Die Zahl der Auszubildenden in der Pflege stieg zwar im vergangenen Jahr um sieben Prozent, was die Regierung auch auf die seit 2020 geltende neue Pflegeausbildung - in der die bisherigen Ausbildungen in der Altenpflege, der Krankenpflege und der Kinderkrankenpflege zusammenführt wurden - und die Abschaffung des Ausbildungsgelds zurückführt. Doch brechen immer noch bis zu knapp 30 Prozent der Auszubildenden in Pflegeberufen nach Schätzungen des Deutschen Pflegerats vorzeitig ab.

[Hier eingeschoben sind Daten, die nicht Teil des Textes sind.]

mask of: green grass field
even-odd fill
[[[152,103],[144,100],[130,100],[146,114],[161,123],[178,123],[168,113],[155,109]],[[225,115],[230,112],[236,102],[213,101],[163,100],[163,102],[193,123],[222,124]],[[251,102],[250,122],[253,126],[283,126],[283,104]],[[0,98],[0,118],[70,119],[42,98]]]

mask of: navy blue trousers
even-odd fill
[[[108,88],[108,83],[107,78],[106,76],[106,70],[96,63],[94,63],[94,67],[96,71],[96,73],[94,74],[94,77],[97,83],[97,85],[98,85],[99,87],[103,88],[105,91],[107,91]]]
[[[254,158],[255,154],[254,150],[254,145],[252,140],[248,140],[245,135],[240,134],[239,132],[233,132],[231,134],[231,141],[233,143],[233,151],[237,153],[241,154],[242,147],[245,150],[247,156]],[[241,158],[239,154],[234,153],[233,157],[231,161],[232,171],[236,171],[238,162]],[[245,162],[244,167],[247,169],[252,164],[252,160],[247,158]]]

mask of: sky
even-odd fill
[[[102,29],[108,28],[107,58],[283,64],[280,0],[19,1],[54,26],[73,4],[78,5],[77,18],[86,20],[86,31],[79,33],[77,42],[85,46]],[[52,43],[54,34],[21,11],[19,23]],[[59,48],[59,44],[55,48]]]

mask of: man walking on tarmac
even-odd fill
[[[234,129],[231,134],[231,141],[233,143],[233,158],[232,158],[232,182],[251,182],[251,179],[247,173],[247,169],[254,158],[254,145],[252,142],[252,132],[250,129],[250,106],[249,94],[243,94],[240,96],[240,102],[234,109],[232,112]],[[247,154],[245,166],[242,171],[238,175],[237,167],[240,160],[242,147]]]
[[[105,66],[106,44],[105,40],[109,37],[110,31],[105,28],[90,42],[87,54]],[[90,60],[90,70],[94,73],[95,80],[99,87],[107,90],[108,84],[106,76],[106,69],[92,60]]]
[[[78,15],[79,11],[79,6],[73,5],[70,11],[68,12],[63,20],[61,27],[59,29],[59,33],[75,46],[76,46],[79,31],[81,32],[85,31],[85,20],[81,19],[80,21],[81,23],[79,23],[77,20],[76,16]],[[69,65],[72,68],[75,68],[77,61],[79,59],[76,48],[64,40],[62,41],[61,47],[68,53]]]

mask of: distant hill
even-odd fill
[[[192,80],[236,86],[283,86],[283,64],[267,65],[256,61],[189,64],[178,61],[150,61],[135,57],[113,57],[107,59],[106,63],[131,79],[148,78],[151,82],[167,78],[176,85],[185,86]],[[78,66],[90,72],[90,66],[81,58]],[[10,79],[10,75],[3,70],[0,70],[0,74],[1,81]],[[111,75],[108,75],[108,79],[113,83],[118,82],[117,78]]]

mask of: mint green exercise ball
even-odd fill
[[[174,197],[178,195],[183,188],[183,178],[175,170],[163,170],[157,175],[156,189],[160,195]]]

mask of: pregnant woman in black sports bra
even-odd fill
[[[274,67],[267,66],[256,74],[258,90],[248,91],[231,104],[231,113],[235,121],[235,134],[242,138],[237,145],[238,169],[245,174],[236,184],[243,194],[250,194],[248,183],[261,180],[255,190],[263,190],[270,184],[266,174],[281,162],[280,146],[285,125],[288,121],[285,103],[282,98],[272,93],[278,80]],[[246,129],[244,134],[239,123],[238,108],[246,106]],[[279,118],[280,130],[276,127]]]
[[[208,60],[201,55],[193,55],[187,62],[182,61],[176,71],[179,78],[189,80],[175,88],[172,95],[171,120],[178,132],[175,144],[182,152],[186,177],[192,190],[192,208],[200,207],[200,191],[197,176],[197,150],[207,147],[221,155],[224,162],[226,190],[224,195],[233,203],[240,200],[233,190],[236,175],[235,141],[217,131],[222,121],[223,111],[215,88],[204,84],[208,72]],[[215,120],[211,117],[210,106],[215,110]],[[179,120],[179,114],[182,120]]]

Nach der Ansicht von Gabriele Müller-Stutzer, Präsidentin des Verbandes der Schwesternschaften vom Deutschen Roten Kreuz, braucht es mehr als eine bessere Vergütung, um den Pflegeberuf wieder attraktiver zu machen. "Mit nur mehr Geld wird man Menschen nicht von diesem Beruf überzeugen können oder sie bekommen Mitarbeiter, die sie am Ende des Tages nicht haben wollen." Nötig sei, den Beruf auch in der öffentlichen Wahrnehmung wieder attraktiver zu machen. "Wenn von Pflege die Rede ist, geht es nur darum, wie desaströs die Personalausstattung ist. Wir brauchen uns dann wirklich nicht zu wundern, dass die Anzahl derer, die an dem Beruf interessiert sind, nicht zunimmt." Diese Einschätzung teilt auch Bernadette Klapper, Bundesgeschäftsführerin des Deutschen Berufsverbands für Pflegeberufe: "Das Narrativ ist Pflege ist anstrengend, Pflege ist viel zu belastend und es macht keinen Spaß. Dabei arbeiten Pflegepersonen mit Menschen zusammen und unterstützen sie, gesund zu werden und ein selbstbestimmtes Leben zu führen."
Nötig sind laut Müller-Stutzer neben einer besseren Bezahlung mehr positive Beispiele aus dem Berufsalltag, eine Verbesserung der Arbeitsbedingungen, die mehr Berufszufriedenheit schaffen, und eine Akademisierung des Berufs. Solche Veränderungen würden aber erst in Jahren Wirkung zeigen. Kurzfristig sieht sie keine Besserung. "Wir haben unheimlich viel Zeit vergeudet. Im Moment ist mir kein Szenario bekannt, mit dem wir die Probleme des bereits heute fehlenden Pflegefachpersonals bis 2030 umfassend gelöst bekommen."